Um corpo caído com uma arma ao seu lado é uma imagem que alude diretamente para a violência e a morte. Em 83. embs, a pose do corpo, aliada ao seu carácter performativo, reconstroi através da linguagem visual contemporânea, uma memória do passado, evocando e atualizando o imaginário coletivo em torno de um acontecimento histórico. Nesta fotografia, o passado é estranhamente presente.

Na imagem de um solo árido e sujo, coberto de vestígios de atividade humana, descobrem-se resquícios do passado e histórias interrompidas. Na fotografia 98.rç-cmb, os objetos abandonados – baralhos de cartas, moedas, cigarros ou garrafas –aludem à rotina militar e a uma vida suspensa pela guerra. No entanto, é a mão quase impercetível, a surgir numa margem da imagem, a confirmar a ausência definitiva do corpo, da vida. Aqui, a guerra persiste tanto nos objetos quanto nos vazios por eles evocados.
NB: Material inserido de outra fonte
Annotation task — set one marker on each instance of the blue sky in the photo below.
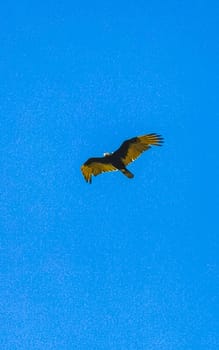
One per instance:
(119, 264)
A série apresenta um conjunto de imagens encenadas e meticulosamente construídas, convocando o espetador para um confronto direto com a violência, a morte e o trauma, revelando as experiências ocultas daqueles que no conflito combateram. Antes confidencial e censurado, tudo se torna visível, desvendando memórias reprimidas ou apagadas pela narrativa oficial. Ao longo de Confidencial/Desclassificado, Manuel Botelho questiona os mecanismos através dos quais a guerra é representada, lembrada ou esquecida. A dualidade entre o real e o ficcional, o documental e o performativo, reflete sobre a natureza da memória, da imagem e da história.
Na obra de Manuel Botelho, encenar a guerra é um ato de resistência contra o esquecimento, um gesto político que desafia as estruturas do silêncio e interpela criticamente o lugar da guerra no imaginário contemporâneo.